Molfetta è Civitas Mariae

8 settembre 2021

Finalmente Molfetta è Civitas Mariae. 

 

Il titolo, tanto atteso in questi mesi, è stato conferito alla città questa sera, alla presenza del cardinale Pietro Parolin, a distanza di poco 70 anni dalla proclamazione di Maria SS. dei Martiri come compatrona di Molfetta (1° luglio 1951, ndr).
Questo titolo non è mera forma, ma un impegno da accogliere e portare avanti gioiosamente, come ha detto il Segretario di Stato Vaticano.
Sarà fruttuoso nel momento in cui si tradurrà in una spinta a mettere in pratica le virtù insegnate da Maria, a praticare davvero l’accoglienza, la preghiera, la condivisione, la collaborazione, l’attenzione per gli ultimi, il senso del dovere, la fedeltà, l’amore.
Vivere tutto questo diventa possibile solo intensificando la pratica dell’ascolto della Parola, essenza della fede, come ci ha insegnato Maria.
Il cardinale Parolin, infatti, ha ricordato come la Beata Vergine abbia accolto quasi più intensamente Cristo come Verbo nella sua mente che come Figlio nel suo grembo.

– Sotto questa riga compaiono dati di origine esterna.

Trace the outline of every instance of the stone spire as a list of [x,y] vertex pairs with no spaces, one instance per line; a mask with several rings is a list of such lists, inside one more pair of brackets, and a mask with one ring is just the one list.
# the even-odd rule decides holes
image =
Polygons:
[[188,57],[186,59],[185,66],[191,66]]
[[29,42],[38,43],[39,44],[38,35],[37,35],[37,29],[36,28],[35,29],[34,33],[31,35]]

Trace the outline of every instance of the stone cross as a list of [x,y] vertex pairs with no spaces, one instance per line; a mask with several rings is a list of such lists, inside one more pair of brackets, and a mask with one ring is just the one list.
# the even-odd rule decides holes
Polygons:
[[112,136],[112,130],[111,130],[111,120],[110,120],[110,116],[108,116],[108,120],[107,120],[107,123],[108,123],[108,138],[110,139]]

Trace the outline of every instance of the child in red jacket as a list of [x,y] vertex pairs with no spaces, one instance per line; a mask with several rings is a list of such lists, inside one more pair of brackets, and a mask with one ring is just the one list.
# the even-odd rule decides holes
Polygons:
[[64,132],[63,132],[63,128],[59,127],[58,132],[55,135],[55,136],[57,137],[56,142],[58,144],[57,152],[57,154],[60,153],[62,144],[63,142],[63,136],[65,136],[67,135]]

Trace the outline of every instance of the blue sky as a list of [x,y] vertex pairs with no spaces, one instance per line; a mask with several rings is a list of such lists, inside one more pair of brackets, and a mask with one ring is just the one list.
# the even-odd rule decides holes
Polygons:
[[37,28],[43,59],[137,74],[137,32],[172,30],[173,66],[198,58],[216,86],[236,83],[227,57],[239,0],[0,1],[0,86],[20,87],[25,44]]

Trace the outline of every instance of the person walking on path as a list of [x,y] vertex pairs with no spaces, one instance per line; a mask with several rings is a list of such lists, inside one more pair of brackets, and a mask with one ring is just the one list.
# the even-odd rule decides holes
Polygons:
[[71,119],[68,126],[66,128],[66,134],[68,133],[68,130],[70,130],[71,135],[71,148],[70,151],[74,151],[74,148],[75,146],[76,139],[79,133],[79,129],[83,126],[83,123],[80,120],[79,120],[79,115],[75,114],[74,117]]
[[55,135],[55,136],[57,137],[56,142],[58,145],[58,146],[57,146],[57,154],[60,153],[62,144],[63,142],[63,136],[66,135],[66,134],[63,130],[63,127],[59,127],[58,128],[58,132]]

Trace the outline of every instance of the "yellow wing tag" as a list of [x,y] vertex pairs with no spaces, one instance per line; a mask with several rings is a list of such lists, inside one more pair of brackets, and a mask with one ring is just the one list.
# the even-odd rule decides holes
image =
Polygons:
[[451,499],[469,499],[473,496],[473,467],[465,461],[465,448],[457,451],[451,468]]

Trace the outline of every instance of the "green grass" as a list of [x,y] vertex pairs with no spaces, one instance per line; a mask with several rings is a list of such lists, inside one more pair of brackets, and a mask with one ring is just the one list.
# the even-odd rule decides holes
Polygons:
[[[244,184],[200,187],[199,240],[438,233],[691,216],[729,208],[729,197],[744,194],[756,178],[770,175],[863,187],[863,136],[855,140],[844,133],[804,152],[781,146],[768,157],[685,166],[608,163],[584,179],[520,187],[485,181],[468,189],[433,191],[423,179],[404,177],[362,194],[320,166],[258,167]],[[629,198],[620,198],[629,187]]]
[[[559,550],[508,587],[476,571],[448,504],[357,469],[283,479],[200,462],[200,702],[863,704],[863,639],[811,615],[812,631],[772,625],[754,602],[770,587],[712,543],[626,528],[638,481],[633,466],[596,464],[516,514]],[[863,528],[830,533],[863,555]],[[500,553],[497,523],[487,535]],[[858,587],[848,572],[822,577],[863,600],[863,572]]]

Anche i cittadini molfettesi, per imparare sempre meglio ad abitare la novella Civitas Mariae e a vivere appieno diritti e privilegi di un tale titolo, dovrebbero ancor più esercitarsi nell’arte dell’ascolto, a imitazione di Maria.

Foto G. Clemente – Lettura del decreto vescovile.

Inoltre, il card. Parolin non poteva non riportare alla memoria le parole di don Tonino Bello che, soprattutto nei suoi ultimi giorni, invitava i fedeli a trattare Maria come un’amica speciale e non solo come coinquilina della propria casa.
La devozione alla mamma celeste non deve, però, costituire un surrogato della fede, bensì divenire via per il Figlio.
Il Segretario di Stato Vaticano ha anche colto l’occasione per sottolineare come papa Francesco conservi ancora vivo il ricordo della sua visita a Molfetta per il 25° del dies natalis del Servo di Dio. Come ha dichiarato già sulle pagine di Luce e Vita del 5 settembreil Pontefice ha indubbiamente delle “convergenze” con il compianto vescovo di Molfetta, nonché una profonda “sintonia sulle priorità che devono segnare la vita della Chiesa”.
La celebrazione di questa sera è stata un momento di preghiera sobrio e denso, partecipato dai sindaci della diocesi, dalle autorità, da sacerdoti, consacrati e consacrate, dai membri del Comitato Feste Patronali e dai fedeli tutti che hanno seguito il rito con ordine e con sincero sentimento devozionale.
I cartelli di Civitas Mariae, nel frattempo, sono già visibili agli ingressi della città. Lo ha notato lo stesso cardinale, tornando nel pomeriggio dalla C.A.S.A. di Ruvo, dove ha ricevuto dagli ospiti una croce pettorale come quella che indossava Mons. Bello.
Il vescovo Mons. Domenico Cornacchia ha ringraziato sin dall’inizio il cardinale per la sua presenza e ha mostrato gioia per il momento che la città si apprestava a vivere. Ha ringraziato anche Mons. Nicola Girasoli, Nunzio Apostolico in Perù, concelebrante dell’Eucaristia.
Infine, insieme al card. Parolin, il vescovo ha firmato il manifesto del logo ufficiale della Civitas Mariae che rimarrà come ricordo di questa serata per la città e per la Diocesi tutta.